Pubmed Central ID:PMC4227396
Funding:K01OH009390/OH/NIOSH CDC HHS/United States
R01 CA078609/CA/NCI NIH HHS/United States
R01 CA100679/CA/NCI NIH HHS/United States
R01 CA121147/CA/NCI NIH HHS/United States
R01CA078609/CA/NCI NIH HHS/United States
R01CA100679/CA/NCI NIH HHS/United States
R01CA121147/CA/NCI NIH HHS/United States
T32 ES007272/ES/NIEHS NIH HHS/United States
T32ES07272/ES/NIEHS NIH HHS/United States
Asbestos describes a group of naturally occurring silicate mineral fibers that were widely used in industry during the 20th century due to their desirable physical properties. Although use in the United States has fallen over the last three decades, significant exposure in the developing world continues and the burden of disease is considerable.

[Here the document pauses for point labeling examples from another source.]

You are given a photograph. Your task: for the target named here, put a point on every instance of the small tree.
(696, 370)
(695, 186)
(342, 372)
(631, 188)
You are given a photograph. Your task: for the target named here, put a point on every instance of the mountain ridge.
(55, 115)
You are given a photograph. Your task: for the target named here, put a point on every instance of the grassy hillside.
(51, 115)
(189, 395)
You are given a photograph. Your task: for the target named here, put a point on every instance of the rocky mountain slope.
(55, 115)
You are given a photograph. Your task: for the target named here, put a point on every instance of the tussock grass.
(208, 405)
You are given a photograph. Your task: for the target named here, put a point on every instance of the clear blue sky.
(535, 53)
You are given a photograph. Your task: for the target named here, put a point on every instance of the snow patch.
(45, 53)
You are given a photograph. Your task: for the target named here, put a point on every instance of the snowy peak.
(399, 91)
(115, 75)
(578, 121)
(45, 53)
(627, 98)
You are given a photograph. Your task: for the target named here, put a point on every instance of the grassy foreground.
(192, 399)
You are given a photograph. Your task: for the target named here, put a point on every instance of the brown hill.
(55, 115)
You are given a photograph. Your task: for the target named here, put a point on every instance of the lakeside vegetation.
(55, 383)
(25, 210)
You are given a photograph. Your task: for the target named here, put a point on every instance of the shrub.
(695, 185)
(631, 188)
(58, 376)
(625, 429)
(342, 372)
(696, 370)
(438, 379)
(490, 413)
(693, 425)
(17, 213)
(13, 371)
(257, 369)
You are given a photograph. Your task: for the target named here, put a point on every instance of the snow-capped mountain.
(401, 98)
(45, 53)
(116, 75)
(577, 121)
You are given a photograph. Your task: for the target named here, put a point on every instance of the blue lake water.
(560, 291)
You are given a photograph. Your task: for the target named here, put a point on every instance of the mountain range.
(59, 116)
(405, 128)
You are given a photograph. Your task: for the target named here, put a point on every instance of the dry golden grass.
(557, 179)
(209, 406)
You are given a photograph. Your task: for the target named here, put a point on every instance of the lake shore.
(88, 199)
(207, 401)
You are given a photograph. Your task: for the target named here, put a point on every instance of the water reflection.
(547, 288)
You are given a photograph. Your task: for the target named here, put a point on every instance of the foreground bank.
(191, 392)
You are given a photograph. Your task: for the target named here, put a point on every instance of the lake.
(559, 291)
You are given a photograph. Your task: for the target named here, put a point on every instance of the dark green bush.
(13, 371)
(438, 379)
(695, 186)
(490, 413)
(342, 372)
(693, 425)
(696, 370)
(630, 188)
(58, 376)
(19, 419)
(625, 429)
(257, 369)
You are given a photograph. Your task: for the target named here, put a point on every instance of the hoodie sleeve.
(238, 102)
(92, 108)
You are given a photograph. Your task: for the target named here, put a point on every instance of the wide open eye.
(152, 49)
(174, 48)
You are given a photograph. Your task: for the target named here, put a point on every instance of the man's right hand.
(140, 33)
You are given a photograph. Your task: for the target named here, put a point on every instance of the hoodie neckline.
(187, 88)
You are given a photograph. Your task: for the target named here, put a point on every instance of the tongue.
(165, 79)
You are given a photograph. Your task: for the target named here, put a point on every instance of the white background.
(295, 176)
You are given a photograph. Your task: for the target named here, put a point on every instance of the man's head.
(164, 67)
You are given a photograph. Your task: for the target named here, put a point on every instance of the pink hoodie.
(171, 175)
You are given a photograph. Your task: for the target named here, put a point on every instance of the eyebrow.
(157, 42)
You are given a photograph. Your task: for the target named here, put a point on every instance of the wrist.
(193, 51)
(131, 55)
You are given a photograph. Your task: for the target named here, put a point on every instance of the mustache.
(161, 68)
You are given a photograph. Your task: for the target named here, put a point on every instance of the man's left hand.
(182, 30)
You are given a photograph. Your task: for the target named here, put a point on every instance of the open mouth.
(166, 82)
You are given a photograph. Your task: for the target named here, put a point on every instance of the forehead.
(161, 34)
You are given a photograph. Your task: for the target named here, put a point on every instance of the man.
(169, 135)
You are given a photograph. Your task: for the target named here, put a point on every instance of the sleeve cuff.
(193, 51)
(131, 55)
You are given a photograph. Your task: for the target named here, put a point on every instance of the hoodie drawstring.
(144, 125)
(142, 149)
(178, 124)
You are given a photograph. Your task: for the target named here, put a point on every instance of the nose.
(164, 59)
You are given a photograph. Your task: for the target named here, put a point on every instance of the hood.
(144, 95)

Asbestos is a known risk factor for several malignant diseases, including lung cancer and mesothelioma, and has more recently been implicated in pharyngeal and laryngeal cancer. However, studies of asbestos and cancers of the larynx or pharynx with adequate sample-size that control for major head and neck squamous cell carcinoma (HNSCC) risk factors remain relatively sparse.
We report findings from a case-control study of 674 incident male HNSCC cases from the greater Boston region and 857 population-based male controls, matched on age (+/− 3 years), sex, and town or neighborhood of residence. Multivariable logistic regression was used to assess the association between occupational asbestos exposure and HNSCC by primary tumor site.
A total of 190 cases (28.2%) and 203 controls (23.7%) reported an occupational exposure to asbestos. Occupational asbestos exposure was associated with an elevated risk of pharyngeal carcinoma in men (OR = 1.41, 95% CI: 1.01–1.97), adjusted for age, race, smoking, alcohol consumption, education, income, and HPV16 serology, with borderline increasing risk for each decade at the exposed occupation (OR = 1.10, 95% CI: 0.99–1.23).
These observations are consistent with the mounting evidence that asbestos is a risk factor for pharyngeal cancer.